The effects of a child born without substance exposure extends past the newborn phase, she said.
Hancock said pregnant women who have substance use disorder tend to use while they’re pregnant and deliver their babies very early. The issues with substance exposure can continue into their lives, she said. Kids who have substance exposure are more likely to have vision problems, hearing problems, learning disabilities and lifelong global developmental delays that change their life’s trajectory.
Freedom House Director Mariah Langdon said treating someone with substance use disorder goes beyond that person.
“You help the children. You help the future generations,” she said. “There’s so many things that can end here. … This is more than a 30 day program. This is a life change.”

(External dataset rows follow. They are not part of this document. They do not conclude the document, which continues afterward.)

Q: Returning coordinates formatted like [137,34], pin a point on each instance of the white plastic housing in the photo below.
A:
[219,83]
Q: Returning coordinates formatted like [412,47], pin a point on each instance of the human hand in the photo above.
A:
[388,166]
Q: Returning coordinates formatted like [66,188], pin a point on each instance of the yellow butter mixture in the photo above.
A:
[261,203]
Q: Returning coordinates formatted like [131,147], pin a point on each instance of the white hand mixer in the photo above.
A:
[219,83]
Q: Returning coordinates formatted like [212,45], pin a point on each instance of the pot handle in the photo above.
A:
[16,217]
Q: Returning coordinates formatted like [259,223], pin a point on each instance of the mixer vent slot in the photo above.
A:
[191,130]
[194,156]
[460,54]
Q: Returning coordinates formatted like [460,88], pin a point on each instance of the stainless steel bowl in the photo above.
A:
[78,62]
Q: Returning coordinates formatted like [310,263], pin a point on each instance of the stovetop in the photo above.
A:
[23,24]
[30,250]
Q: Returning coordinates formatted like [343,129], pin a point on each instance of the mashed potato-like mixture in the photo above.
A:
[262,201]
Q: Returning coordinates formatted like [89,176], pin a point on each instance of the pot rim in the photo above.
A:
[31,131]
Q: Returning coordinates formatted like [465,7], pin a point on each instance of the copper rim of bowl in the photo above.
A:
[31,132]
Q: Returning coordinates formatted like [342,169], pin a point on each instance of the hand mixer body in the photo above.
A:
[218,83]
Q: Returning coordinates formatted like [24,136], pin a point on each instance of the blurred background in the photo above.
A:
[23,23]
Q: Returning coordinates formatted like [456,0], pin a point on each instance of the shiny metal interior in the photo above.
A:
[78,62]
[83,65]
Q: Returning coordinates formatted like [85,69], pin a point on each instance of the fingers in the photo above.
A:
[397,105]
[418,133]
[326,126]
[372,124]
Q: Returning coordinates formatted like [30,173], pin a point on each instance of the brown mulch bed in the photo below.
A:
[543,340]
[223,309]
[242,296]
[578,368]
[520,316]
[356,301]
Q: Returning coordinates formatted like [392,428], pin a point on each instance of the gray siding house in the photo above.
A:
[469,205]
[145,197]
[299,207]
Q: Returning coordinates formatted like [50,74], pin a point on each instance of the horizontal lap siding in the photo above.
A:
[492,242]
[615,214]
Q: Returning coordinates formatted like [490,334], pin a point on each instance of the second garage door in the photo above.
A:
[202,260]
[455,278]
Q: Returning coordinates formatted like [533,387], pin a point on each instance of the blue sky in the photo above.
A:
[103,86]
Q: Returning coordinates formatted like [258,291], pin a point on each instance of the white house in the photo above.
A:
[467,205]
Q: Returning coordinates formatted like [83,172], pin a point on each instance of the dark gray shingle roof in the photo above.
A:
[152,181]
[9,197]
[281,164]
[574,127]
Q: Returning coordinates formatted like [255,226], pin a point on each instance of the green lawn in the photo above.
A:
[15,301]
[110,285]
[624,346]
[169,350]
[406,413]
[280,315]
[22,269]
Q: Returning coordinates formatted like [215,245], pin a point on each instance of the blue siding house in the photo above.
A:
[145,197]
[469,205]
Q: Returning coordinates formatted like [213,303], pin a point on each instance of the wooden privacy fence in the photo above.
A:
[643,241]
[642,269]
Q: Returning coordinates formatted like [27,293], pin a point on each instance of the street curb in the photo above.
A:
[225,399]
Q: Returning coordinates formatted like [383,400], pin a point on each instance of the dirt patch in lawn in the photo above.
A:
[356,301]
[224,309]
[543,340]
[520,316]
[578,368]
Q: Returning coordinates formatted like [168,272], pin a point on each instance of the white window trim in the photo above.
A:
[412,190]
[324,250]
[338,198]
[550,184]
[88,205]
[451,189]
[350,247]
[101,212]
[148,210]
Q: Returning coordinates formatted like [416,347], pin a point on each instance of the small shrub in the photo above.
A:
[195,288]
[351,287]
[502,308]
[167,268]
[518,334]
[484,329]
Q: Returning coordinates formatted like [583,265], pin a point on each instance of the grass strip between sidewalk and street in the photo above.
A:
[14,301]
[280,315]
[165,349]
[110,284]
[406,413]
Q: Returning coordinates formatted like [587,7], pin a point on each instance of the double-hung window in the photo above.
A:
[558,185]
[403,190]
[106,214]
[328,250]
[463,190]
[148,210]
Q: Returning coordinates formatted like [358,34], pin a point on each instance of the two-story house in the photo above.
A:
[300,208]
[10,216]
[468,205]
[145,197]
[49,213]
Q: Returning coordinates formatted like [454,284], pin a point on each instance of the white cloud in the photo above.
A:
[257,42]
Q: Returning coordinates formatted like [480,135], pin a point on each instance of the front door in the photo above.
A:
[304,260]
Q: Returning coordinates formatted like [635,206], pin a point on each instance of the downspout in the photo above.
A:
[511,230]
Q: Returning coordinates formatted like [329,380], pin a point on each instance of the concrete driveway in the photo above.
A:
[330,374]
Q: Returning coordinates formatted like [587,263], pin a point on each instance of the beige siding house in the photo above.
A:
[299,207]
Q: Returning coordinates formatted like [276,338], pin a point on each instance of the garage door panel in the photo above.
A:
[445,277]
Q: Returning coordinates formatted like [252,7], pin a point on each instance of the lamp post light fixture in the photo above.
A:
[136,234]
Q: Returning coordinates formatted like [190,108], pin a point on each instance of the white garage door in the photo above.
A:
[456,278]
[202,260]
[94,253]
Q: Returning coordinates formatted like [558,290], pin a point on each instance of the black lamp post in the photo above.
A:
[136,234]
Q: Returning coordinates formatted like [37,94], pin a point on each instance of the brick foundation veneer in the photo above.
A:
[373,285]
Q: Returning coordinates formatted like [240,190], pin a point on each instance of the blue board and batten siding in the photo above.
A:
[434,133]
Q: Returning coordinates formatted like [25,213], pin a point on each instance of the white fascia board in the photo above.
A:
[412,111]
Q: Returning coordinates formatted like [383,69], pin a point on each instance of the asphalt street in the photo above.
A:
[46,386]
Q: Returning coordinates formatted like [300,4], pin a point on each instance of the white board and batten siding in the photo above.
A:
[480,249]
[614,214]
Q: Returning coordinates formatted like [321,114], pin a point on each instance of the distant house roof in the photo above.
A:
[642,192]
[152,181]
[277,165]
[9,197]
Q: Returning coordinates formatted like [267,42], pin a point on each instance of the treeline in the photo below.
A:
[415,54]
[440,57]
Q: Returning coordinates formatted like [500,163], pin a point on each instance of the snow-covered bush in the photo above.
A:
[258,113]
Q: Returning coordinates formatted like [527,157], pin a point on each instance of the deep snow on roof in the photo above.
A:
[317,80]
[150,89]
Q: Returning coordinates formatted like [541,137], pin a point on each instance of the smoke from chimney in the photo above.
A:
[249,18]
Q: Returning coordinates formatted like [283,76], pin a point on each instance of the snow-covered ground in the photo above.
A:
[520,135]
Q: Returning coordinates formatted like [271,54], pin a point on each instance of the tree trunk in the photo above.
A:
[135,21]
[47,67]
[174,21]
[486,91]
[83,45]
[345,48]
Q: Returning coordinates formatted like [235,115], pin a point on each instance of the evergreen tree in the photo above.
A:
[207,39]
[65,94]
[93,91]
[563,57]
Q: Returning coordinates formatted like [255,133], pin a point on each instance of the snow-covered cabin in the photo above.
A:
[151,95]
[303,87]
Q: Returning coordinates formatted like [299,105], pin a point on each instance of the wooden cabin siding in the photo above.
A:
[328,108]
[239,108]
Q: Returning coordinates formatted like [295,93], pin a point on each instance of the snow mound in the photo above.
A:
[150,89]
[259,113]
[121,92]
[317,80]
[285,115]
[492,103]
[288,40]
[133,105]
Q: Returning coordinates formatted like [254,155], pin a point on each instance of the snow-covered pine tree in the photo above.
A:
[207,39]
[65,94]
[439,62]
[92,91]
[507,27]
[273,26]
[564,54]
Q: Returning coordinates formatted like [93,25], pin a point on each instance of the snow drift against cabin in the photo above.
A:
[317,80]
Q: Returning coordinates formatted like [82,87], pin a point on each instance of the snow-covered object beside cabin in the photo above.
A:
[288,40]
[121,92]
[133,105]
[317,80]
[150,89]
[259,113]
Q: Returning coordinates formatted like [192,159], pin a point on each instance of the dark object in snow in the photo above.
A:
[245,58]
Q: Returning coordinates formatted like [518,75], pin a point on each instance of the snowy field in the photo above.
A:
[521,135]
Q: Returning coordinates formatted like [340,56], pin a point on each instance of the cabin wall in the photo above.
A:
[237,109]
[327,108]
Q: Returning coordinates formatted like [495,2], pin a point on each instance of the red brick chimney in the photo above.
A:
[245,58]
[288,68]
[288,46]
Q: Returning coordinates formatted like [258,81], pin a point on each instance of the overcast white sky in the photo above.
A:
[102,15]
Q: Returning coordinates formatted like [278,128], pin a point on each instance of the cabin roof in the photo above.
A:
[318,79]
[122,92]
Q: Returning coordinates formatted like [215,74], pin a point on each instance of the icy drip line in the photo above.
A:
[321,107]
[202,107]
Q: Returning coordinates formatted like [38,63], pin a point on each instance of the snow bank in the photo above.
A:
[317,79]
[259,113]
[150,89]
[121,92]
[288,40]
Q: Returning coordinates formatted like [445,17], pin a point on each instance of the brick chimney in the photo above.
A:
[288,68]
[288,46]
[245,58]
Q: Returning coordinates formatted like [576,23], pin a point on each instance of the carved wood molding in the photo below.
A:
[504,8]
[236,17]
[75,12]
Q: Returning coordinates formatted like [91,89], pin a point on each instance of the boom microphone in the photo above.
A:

Next year, Freedom House will celebrate 30 years. Hancock is reflecting on the accomplishments of the treatment centers. She thinks of Tara, one of the first graduates she met when she started at VOA 15 years ago. Tara came to Freedom House with her young son. She returned back to use and eventually returned as her son was starting kindergarten. Tara’s young son is now 24 and has a daughter.
“I feel so strongly that these babies did not get to pick the number they drew,” she said. “If we can enable their future success by radically embracing and loving their mothers and giving them permission to heal in a safe place where they won’t be judged, then not only does mom get to go on with her life feeling ready to be the healthy, loving parent that she always was, but we get to really disrupt an entire generation of disease in a way that sets this future generation up for success.”